So, as part of my task to get rolling on this subject, I had to create an essay on how others have studied that topic in the past.  It’s ten pages long, and heavily footnoted (Yikes!).  I’ve included the intro down below, because I think it really gives a lot of info on the background of the films that’s fun, and also super interesting.  I always say to take my stuff with a grain of salt, because it’s not particularly well-researched, but you can take this one as well-researched fact.  I’ll paste the footnotes at the bottom.  I’ll also post the whole essay at some point, but I want to make it easy for those who don’t want to wade through a ten page essay on historic theory to skip.  :)  Here it is!

George Veditz and the National Association for the Deaf Films

            In 1880 in Milan, Italy, the International Congress on Education for the Deaf voted to ban the use of sign language in Deaf[1] schools. [2]  Spurred by the rhetoric of Alexander Graham Bell, known to most Americans as the inventor of the telephone, American Deaf schools flocked to comply with the Milan Conference’s decision.  In return, a movement was spawned by Deaf community leaders advocating sign language instruction, fiercely hanging onto the culture they had fought so hard to create.  Still, it looked as if the Deaf were losing this fight as Alexander Graham Bell, a follower of eugenics, tried to convince everyone that the Deaf were forming their own separate race.  Even those who didn’t subscribe to eugenics “demanded the elimination of sign language, believing that it undermined English language acquisition and promoted deaf separatism.” [3]  In the end, deaf people would have to live in a hearing world, they argued, and they should have the skills to deal with that fact. Science has since proved what Deaf people knew all along, that this theory does not work in practicality.  Keeping sign language away from deaf people keeps all language away from deaf people, and can be harmful to cognitive development.[4]  Still, it looked as if sign might become extinct in the near future.

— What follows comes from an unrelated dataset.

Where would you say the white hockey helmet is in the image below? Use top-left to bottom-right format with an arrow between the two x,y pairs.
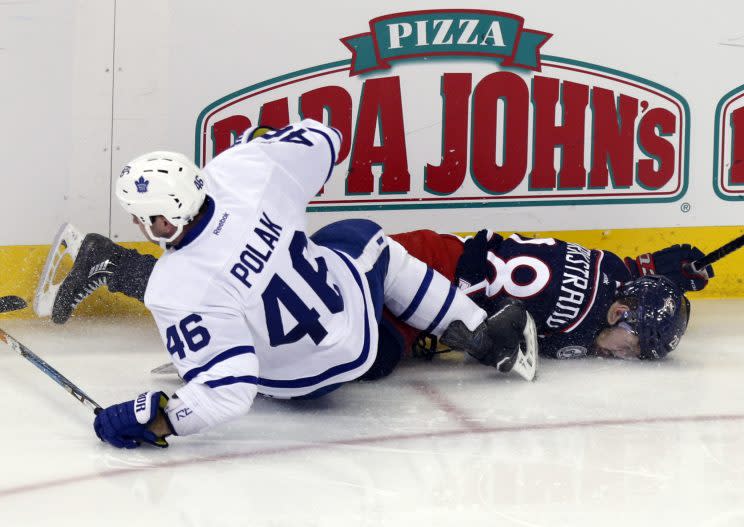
116,151 -> 207,246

This is the climate in which the National Association of the Deaf, under President George Veditz, decided to make several films for the preservation of Sign Language.  “The N.A.D… has collected a fund of $5,000, called the Moving Picture Fund.” Veditz wrote, “…I am sorry that it is not $20,000.”[5]  With such a limited budget, Veditz and the NAD Board had to decide carefully which signers they would film and what subjects they would cover.  Ultimately, the films they chose to make tended to center on Deaf history, American patriotism, and religion[6].  Eighteen films were made in all, from the years 1913-1920, but only fourteen of these survived to the modern age.[7]  The loss of 4 films was due in large part to their heavy use by the Deaf community, and the poorly trained film operators responsible for winding the machines.

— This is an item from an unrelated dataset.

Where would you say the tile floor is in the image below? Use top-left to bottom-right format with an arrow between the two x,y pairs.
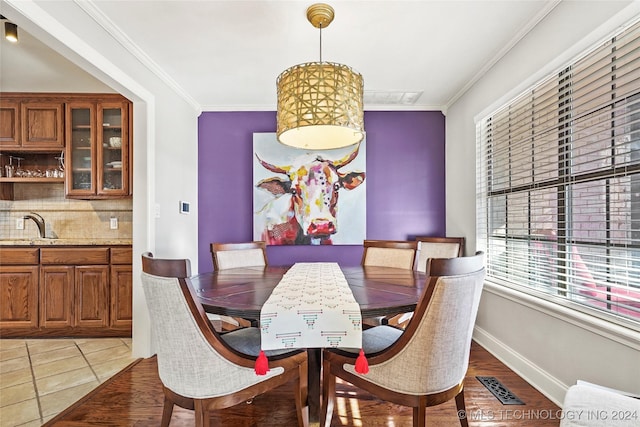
0,338 -> 134,427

The films were made by pointing a static camera at the signers and having them lecture to it.  Often, small amounts of scenery such as vases and curtains were placed in the background for visual effect.  Because of the black and white picture and the poor resolution of the film, signers had to make sure they produced their signs large and signed slowly so everyone could see them.  After a few mistakes, most notably the film showing Edward Minter Gallaudet’s lecture – a retelling of Lorna Doone – filmmakers were also careful to place the lecturers on plain, dark backgrounds so their hands would show up easily.[8]  These films compared favorably with other films of the time in technical skill and appearance.

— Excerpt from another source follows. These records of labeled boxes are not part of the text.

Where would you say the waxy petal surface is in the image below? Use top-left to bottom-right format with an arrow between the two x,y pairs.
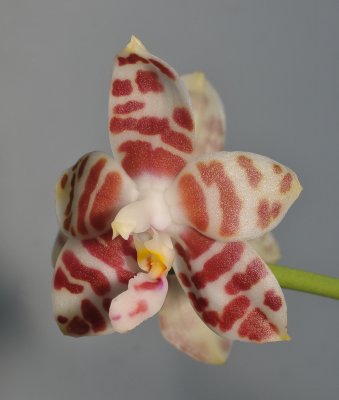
174,230 -> 288,343
109,272 -> 168,333
51,231 -> 68,268
109,37 -> 194,178
166,152 -> 301,241
52,233 -> 139,336
181,72 -> 226,155
56,151 -> 138,239
248,233 -> 281,263
159,275 -> 232,364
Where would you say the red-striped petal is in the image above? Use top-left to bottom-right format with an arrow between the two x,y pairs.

Once the films were completed, they were circulated throughout the United States to local Deaf Clubs.  These clubs would often couple the film screening with live entertainment, making each screening a huge event in the local Deaf community.  Large groups of signers would congregate in the hall downtown to see the films.  Sometimes, requests were made for the NAD to send transcripts of the films that could be read for any hearing visitors in the audience.  Although Veditz’s film, featuring his impassioned plea for sign language is the best known today, it was E.M. Gallaudet’s film that was most requested when the films were released, despite the difficult background of his film.[9]  This was probably due to the popularity of E.M. Gallaudet’s father, Thomas Hopkins Gallaudet.  T.H. Gallaudet had been instrumental in forming the first school for the Deaf, in Hartford, Connecticut.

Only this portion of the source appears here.